C'est cette modération qui doit être le caractère propre de tout homme qui cultive les sciences; la philosophie, qui éclaire l'esprit, fait faire des progrès dans la connaissance du cœur humain, et le fruit le plus solide qui en revient doit être un support plein d'humanité pour les faiblesses, les défauts et les vices des hommes. Il serait à souhaiter que les savants dans leurs disputes, les théologiens dans leurs querelles, et les princes dans leurs différends, voulussent imiter votre modération. Le savoir, la véritable religion, les caractères respectables parmi les hommes, devraient élever ceux qui en sont revêtus au-dessus de certaines passions qui ne devraient être que le partage des âmes basses. D'ailleurs, le mérite reconnu est comme dans un fort à l'abri des traits de l'envie.

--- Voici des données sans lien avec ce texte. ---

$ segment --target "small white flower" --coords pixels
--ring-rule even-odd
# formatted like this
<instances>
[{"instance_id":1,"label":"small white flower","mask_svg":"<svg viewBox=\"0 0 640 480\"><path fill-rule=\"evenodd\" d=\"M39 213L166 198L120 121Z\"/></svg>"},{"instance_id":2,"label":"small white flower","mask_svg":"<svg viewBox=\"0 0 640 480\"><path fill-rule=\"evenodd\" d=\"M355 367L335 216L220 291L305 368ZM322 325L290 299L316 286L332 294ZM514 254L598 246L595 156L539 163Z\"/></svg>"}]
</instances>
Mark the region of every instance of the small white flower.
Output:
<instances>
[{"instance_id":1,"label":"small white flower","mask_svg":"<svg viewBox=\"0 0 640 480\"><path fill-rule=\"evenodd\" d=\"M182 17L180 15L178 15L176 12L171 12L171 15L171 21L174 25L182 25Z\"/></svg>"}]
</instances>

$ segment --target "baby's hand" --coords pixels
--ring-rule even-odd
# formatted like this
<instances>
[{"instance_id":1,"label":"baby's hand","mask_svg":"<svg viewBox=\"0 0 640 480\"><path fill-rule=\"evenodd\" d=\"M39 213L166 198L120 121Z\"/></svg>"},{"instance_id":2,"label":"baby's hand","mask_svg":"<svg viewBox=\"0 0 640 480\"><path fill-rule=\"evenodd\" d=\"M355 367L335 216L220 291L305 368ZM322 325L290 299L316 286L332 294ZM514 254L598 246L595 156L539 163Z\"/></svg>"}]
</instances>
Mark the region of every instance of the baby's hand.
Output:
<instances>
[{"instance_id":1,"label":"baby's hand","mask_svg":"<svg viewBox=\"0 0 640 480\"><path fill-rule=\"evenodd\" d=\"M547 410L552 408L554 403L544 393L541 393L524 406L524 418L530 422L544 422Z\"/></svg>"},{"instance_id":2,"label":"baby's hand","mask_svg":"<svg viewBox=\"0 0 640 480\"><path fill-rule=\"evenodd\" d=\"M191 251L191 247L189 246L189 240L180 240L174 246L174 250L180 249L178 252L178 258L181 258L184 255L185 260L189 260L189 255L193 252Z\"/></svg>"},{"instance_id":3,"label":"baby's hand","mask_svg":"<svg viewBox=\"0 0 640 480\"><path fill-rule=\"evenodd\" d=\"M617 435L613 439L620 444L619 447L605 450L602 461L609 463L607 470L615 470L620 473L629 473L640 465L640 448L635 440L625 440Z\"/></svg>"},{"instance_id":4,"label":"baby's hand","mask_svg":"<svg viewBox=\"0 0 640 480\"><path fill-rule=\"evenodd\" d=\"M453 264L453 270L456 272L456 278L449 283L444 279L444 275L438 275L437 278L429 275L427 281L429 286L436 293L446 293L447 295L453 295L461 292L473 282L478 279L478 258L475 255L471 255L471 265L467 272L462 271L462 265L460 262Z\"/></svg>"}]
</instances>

Tous les coups portés contre un ennemi inférieur déshonorent celui qui les lance.

Tel, cachant dans les airs son front audacieux,
Le fier Atlasa paraît joindre la terre aux cieux;
Il voit sans s'ébranler la foudre et le tonnerre,
Brisés contre ses pieds, leur faire en vain la guerre :
Tel du sage éclairé le repos précieux
N'est point troublé des cris d'infâmes envieux.
Il méprise les traits qui contre lui s'émoussent;
Son silence prudent, ses vertus les repoussent;
Et contre ces titans le public outragé
Du soin de les punir doit être seul chargé.


a Le fier Athos. (Variante des Œuvres posthumes, t. X, p. 156.) Frédéric dit dans son Épître sur la Fermeté et sur la Patience, t. XIV, p. 49 :
     

C'est ainsi que l'Athos, de sa cime exhaussée,
Contemple avec mépris la vague courroucée, etc.